Recently companies like EMC and Spinnaker Networks have joined the slow moving ATA disk network storage bandwaggon. This is the one in which which you can buy a SAN or NAS stuffed with low cost ATA connected disks, instead of faster and more expensive SCSI or fibre-channel models.

The sales pitch goes something like this. The basic low cost disk drives which you find in a new PC give adequate performance running at 7,200 RPM. Although you can buy disks which run more than twice as fast - the cost penalty is not worthwhile in many real-life applications.

If the accountant is the person in charge of buying storage in your organisation, then this argument put forward by EMC says it all. The ATA populated CLARiiON can slash "50% of the list price in large systems configurations". ...And a 50% reduction off an EMC price is not an inconsiderable sum.

This is not a new idea. Nexsan Technologies was the first company to put its head over the parapet a couple of years ago. The idea that anyone might knowingly want to buy a disk storage system which was not the absolutely fastest was novel at the time.

Surely, when you buy a new computer system you want it to be as fast as you can afford. This is a classic buyer argument. After all, you have to live with the system for many years, during which demand will increase and technology will pass you by. Not necessarily so - said Nexsan. There are lots of situations when the disk storage doesn't have to be so fast - such as archiving data onto disk, instead of tape for example. That was still a theoretical consideration to users a few years ago, because no one was doing this very much.

But the germ of this idea spread and took root. Last year some bigger manufacturers started doing pretty much the same thing. StorageTek called their product BladeStore. Network Appliance called theirs NearStore, while ASACA went one step further with its 48TB FireFly by using Serial ATA hard drives, which can be switched off to save power until the data is actually needed.

Despite all that, the ATA network storage market has been slow to take off, and I think that owes more to emotional factors than the drag from a sluggish economy.

When you buy a car, you know that most of the time it will be parked and doing zero miles per hour. When you're actually driving, the combination of traffic congestion and speed limits, means that you may only average 20 MPH in the town and maybe no better than 50 MPH on the open road. But most drivers still feel more attracted to a Ferrari than a Skoda.
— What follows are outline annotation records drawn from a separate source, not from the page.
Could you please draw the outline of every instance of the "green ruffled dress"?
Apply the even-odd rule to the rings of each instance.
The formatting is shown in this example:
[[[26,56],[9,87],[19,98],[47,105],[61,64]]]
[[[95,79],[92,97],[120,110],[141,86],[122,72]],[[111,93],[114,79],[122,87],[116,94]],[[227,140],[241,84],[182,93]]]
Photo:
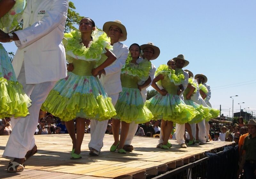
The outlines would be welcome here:
[[[175,71],[169,69],[168,66],[162,65],[155,74],[156,76],[160,74],[164,79],[159,82],[167,93],[164,96],[158,94],[146,101],[145,105],[155,119],[163,119],[180,124],[190,121],[199,112],[193,106],[186,105],[177,95],[178,86],[184,80],[183,73],[176,72],[175,74]]]
[[[111,49],[110,39],[97,30],[92,34],[90,47],[81,43],[80,32],[65,34],[63,40],[67,60],[74,69],[59,80],[50,92],[42,109],[68,121],[77,117],[99,121],[108,120],[116,115],[116,110],[99,79],[92,69],[107,59],[105,48]]]
[[[199,84],[198,89],[199,90],[201,90],[203,91],[206,94],[207,94],[208,93],[208,90],[207,89],[207,88],[202,83]],[[207,107],[209,109],[210,113],[212,115],[212,116],[211,117],[212,118],[217,117],[220,115],[220,111],[219,110],[217,109],[212,108],[208,105],[207,105]],[[210,119],[209,118],[205,118],[205,121],[209,121],[210,120]]]
[[[192,85],[195,88],[193,93],[196,92],[197,90],[197,87],[196,84],[193,82],[193,78],[190,77],[188,79],[188,84]],[[196,115],[191,121],[189,122],[190,124],[198,123],[204,119],[209,119],[212,117],[212,114],[210,113],[210,110],[207,107],[204,107],[202,105],[199,105],[191,99],[187,99],[187,95],[190,89],[187,88],[183,93],[184,97],[184,102],[186,105],[192,106],[199,113]]]
[[[0,29],[9,33],[15,28],[25,5],[25,1],[17,0],[12,9],[0,18]],[[29,113],[31,102],[17,81],[8,54],[0,43],[0,118],[26,116]]]
[[[131,63],[129,55],[121,70],[122,92],[115,106],[117,115],[114,119],[127,123],[135,121],[140,124],[148,122],[153,118],[151,112],[144,106],[142,97],[138,89],[138,82],[148,77],[151,62],[147,59],[138,64]]]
I'm a cautious (read - slow) driver. And I'm very happy with my Renault Clio which my wife mockingly refers to as being powered by a rubber band. It is true, that recently I borrowed my wife's Audi A6, in which the engine alone cost more than my entire car, and found I could comfortably knock 20 minutes off the 2 hour journey time to see my sister, even while keeping to the speed limits and sticking with the winding cross country route which I prefer. That's because, with the Audi, I could overtake slow moving tractors or horse cars. That's something which the rubber band powered Clio can't safely do.
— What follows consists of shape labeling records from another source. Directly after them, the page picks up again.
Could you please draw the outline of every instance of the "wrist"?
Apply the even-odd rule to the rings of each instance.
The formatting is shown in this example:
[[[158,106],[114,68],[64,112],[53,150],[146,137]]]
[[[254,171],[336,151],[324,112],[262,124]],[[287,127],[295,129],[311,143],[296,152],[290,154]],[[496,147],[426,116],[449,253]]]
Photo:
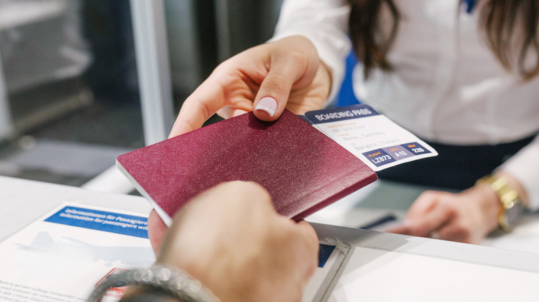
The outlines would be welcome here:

And maybe that kind of worry is a factor slowing down the new ATA network storage market.

The end to end performance of most systems is not driven by the average speed, but by peaks and bottlenecks.

Even if the new low cost ATA disk based network storage systems have been purchased for one application, the fact is organizations change, and there's the suspicion that the accountant will say - That's it! No more IT budget this year. Out of necessity you could end up redeploying it your main online storage. It may be faster than what you have in place today, and even if it does what is claimed when doing an incremental backup there will still be the niggling doubt that it will get you up that hill fast enough when you really put your foot down in an emergency.

It may take more than numerical arguments to lift this market off to the next level. That may only happen when there are enough pioneers out there who have the experience of using them and can share their experiences. Until that time users are no more likely to buy storage systems based on gigabytes per dollar, than they buy cars based on miles per gallon fuel efficiency. Emotion, not logic, sometimes gives the right answers.